A poll by the Bloomberg financial information group found that of 1,263 investors, traders and analysts surveyed this week, 85 percent think that Greece will probably default and that Portugal and Ireland will de likewise.

"All these countries will go bust at some stage," said Wilhelm Schroeder, a manager of Munich-based Schroeder Equities GmbH and a poll participant.

"I just can’t see a scenario in which these countries get out of their debt problems," he said in comments in the survey which was published in the form of a statement.

The findings contrast with repeated assurance from EU and Greek officials that Greece can cope with its debt and repayments.
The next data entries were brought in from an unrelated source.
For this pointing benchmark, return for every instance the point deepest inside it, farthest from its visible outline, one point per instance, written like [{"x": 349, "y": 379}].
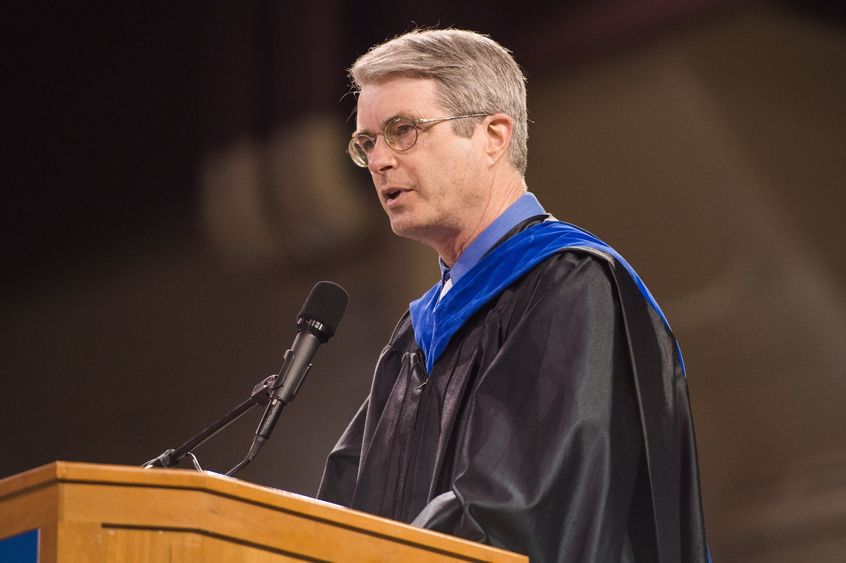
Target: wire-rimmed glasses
[{"x": 400, "y": 134}]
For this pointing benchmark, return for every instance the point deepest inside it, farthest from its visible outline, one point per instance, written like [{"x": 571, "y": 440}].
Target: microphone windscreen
[{"x": 326, "y": 304}]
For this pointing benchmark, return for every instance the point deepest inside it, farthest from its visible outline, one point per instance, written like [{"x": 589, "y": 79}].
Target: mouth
[{"x": 392, "y": 195}]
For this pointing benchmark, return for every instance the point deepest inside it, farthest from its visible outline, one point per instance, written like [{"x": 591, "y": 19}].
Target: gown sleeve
[
  {"x": 551, "y": 443},
  {"x": 341, "y": 471}
]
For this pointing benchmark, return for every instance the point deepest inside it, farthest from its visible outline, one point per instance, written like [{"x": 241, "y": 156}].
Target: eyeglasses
[{"x": 400, "y": 134}]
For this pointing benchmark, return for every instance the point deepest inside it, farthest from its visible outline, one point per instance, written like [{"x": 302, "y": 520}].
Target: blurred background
[{"x": 175, "y": 182}]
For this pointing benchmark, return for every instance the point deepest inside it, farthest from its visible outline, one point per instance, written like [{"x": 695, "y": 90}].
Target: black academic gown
[{"x": 555, "y": 424}]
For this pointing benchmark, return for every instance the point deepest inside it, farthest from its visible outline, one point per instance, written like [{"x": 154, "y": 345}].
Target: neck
[{"x": 499, "y": 200}]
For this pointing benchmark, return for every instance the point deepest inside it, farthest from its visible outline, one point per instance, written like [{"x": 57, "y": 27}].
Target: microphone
[{"x": 317, "y": 322}]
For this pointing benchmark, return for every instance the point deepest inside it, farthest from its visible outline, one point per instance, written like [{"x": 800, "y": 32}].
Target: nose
[{"x": 381, "y": 158}]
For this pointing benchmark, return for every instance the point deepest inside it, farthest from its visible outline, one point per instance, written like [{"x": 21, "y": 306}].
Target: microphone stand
[{"x": 259, "y": 396}]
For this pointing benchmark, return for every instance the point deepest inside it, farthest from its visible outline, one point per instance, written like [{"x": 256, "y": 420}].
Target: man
[{"x": 534, "y": 398}]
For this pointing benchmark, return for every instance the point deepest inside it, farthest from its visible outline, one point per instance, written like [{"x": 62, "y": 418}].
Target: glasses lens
[
  {"x": 401, "y": 134},
  {"x": 358, "y": 148}
]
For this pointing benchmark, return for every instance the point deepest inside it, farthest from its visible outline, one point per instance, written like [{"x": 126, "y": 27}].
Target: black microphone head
[{"x": 323, "y": 309}]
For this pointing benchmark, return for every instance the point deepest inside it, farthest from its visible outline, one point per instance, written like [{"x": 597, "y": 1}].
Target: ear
[{"x": 498, "y": 129}]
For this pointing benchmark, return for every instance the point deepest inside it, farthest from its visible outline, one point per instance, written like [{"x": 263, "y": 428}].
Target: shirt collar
[{"x": 526, "y": 207}]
The Bloomberg poll statement said: "The pessimism underscores how investors remain unconvinced that European policy makers can prevent the euro-area’s first default even as they look to beef up Greece’s 110 billion-euro rescue package ($156 billion)."

The price of credit default swaps, or insurance costs against a Greek default, shot to a record high level this week as investors increased their outlook that the country won't be able to repay its debt, the statement noted.

Some investors took the view that a debt restructuring was the only solution for Greece.

"Ireland, Portugal and Greece will probably all need to restructure," said James Shugg, a senior economist at Westpac Banking Corp. in London who also took part in the survey.

"They are continually going to need more and more bailout funds, and at some point the decision will be made to draw the line and get creditors to participate."

But European policymakers have excluded restructuring of Greek debt, saying it would have disastrous consequences for the country and would hit the entire eurozone.